No matter how much I tried to fill in the time, I was still bored. I told Sadik I needed a job. Of course, he offered me a role at Ellis International, to which I declined. Customs was not a field I cared to get into. He mentioned applying for a position at Ellis Academy, Irene’s charter school system. While that was more of my speed because of my field, it gave me pause because that would be the finality of my independent identity. I wasn’t even married into the family yet, and could easily assume their world.
And Abshir was released from prison in early July. It was a mess, but the norm for my brother and me. In the middle of a Tuesday, I got a call from the company Sadik paid to have the house secured with an alarm system. They said a Black male, brown skinned, and over six feet tall had let himself into the house with a key.

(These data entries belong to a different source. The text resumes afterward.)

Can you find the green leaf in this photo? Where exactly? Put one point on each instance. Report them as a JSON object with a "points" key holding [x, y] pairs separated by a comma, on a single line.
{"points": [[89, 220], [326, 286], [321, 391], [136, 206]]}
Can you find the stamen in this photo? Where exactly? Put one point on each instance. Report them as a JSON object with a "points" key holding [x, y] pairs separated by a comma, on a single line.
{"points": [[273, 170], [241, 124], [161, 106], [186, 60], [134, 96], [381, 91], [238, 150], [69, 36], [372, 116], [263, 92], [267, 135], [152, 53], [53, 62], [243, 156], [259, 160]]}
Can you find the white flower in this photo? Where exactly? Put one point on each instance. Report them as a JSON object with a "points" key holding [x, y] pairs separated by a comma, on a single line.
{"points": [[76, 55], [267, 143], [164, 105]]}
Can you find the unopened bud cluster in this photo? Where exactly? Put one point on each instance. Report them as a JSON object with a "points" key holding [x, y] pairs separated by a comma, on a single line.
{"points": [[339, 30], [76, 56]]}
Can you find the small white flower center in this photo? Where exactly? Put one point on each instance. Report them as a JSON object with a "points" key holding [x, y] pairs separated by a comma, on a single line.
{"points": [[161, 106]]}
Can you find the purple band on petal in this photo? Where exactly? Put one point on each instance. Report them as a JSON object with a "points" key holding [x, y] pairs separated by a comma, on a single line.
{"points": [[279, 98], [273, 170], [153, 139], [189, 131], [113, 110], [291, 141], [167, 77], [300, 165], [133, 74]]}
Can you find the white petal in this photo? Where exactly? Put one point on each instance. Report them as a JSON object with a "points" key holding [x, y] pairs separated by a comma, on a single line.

I flew over to Woodland Park, forgetting about notifying Lamont. Under the weather, I had no plans of leaving out this particular day. When I pulled up to the house, two police cars were in front, along with a gang of familiar faces who were not all neighbors. I parked and walked inside, moving in between hoodlums, leaning on the railing and sitting on the porch.
“Daaaaaaamn,” one sang, I was sure about me.
Another whistled and a few more snickered. I was annoyed right away. When I walked inside, I saw bodies in the living room.
“Oh, here the fuck Ms. America is,” I heard hissed.
My face stretched as I took him in. Abshir had put on a good twenty pounds or more. He was bigger and had grown out a full beard.